Le chauffeur d’autobus qui a foncé sur une garderie du quartier Sainte-Rose, en début de journée mercredi à Laval, illustre de nouveau que les municipalités doivent faire plus pour lutter contre les problèmes de santé mentale, estime le maire Stéphane Boyer. S’ils s’accordent sur le principe, des experts préviennent toutefois qu’il faut « être prudent » afin d’éviter de « stigmatiser » les problèmes psychiatriques.

Profondément « bouleversé », comme le reste de la population, M. Boyer s’est rendu sur les lieux de la tragédie, en fin de matinée mercredi, pour y rencontrer les familles touchées. Lors d’une mêlée de presse, le maire a affirmé que « la santé mentale est un enjeu extrêmement important » et que « malheureusement, Laval a été le théâtre de plusieurs tragédies ces derniers mois ». « C’est un enjeu qu’il faut prendre au sérieux », a-t-il martelé.

En entrevue avec La Presse, il a ensuite précisé que le phénomène « n’est pas unique à Laval ». « En ce moment, on vit beaucoup de crises : il y a eu la pandémie, on parle beaucoup de l’inflation, du contexte de la guerre en Europe. Tout ça met beaucoup de pression psychologique sur les individus », a-t-il souligné.

C’est très complexe, ce qui se passe, mais force est de constater que beaucoup de familles se sentent sous pression, et que malheureusement, il y a des tragédies humaines qui se vivent. Ça me préoccupe beaucoup.

Stéphane Boyer, maire de Laval

À ses yeux, « il n’y a pas de solution magique ou facile pour régler l’enjeu », mais il revient aux villes d’investir davantage en prévention. « Chez nous, au dernier budget, on a mis environ 3 millions pour mieux soutenir nos organismes en développement social, en soutien familial, en itinérance, pour justement agir davantage en prévention. Trop souvent, ces organismes ne peuvent pas financer leurs activités à la hauteur des besoins », a insisté M. Boyer.

Il dit trouver « difficile de mettre des mots sur cette tragédie », mais s’attend à avoir « plus de réponses dans les prochains jours », au fur et à mesure que l’enquête progressera. « Pour moi, aujourd’hui, c’est surtout de dire aux familles de Laval qu’on va être là pour elles, qu’on va tout faire pour leur offrir le soutien nécessaire », a-t-il dit.

Gare à la stigmatisation

S’ils saluent la volonté d’en faire plus pour lutter contre les problèmes de santé mentale, les experts consultés par La Presse rappellent toutefois que des mises en garde s’imposent, lorsqu’on parle de potentiels problèmes psychiatriques et de criminalité.

« Il faut toujours faire attention de ne pas toujours immédiatement penser, quand il y a un crime sévère comme celui qui vient de se passer, que c’est dû à quelqu’un qui souffre d’une maladie psychiatrique. Ça peut évidemment être le cas, mais il y a aussi d’autres personnes qui peuvent commettre des crimes, comme des gens qui ont de la difficulté à gérer leurs émotions, des troubles de personnalité ou des problèmes de toxicomanie. Il y a plein d’autres raisons possibles », explique en ce sens le DMathieu Dufour, chef du département de psychiatrie à l’Institut Philippe-Pinel.

À ses yeux, on a collectivement souvent tendance à « stigmatiser les gens qui ont des problèmes de santé mentale ». « On pense par exemple qu’ils sont nécessairement violents. Mais dans les faits, une personne qui a une maladie psychiatrique est plus souvent victime de violence qu’auteur de violence », illustre le Dr Dufour.

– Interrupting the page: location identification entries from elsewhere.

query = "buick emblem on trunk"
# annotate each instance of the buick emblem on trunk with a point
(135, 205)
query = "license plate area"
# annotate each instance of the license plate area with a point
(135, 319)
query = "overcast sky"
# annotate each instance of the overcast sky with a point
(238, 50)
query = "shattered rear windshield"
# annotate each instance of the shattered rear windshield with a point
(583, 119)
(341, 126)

La directrice générale de l’Association des médecins psychiatres du Québec, Martine Dériger, est aussi de cet avis. « Dans ce cas-ci, il est encore très tôt pour se prononcer. Un problème de santé mentale, on ne peut pas évaluer ça à distance. On parle de situations très complexes, qu’il faut prendre le temps de bien évaluer avant toute chose », soutient-elle.

Sur Facebook, mercredi, la psychiatre Marie-Eve Cotton a aussi émis cette mise en garde. « Après la tragédie du Vieux-Québec, tout le monde criait à la schizophrénie. Ça n’a pas été confirmé par les évaluations subséquentes. 23 % des tueurs de masse ont une maladie mentale, donc c’est possible, mais pas automatique. La haine n’est pas une maladie mentale », a-t-elle écrit.

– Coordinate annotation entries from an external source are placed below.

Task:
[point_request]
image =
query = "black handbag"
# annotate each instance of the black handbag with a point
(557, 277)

Aux yeux de la Dre Cotton, « confondre continuellement les deux stigmatise les gens avec des maladies mentales ». « Les gens ont 2,5 fois plus de chances de croire que les schizophrènes sont violents qu’en 1950 à cause de la médiatisation de tels crimes. Tristement, ce sont les seuls moments où tout d’un coup on s’intéresse [à la question] et on parle de maladies mentales : c’est un problème », a-t-elle conclu.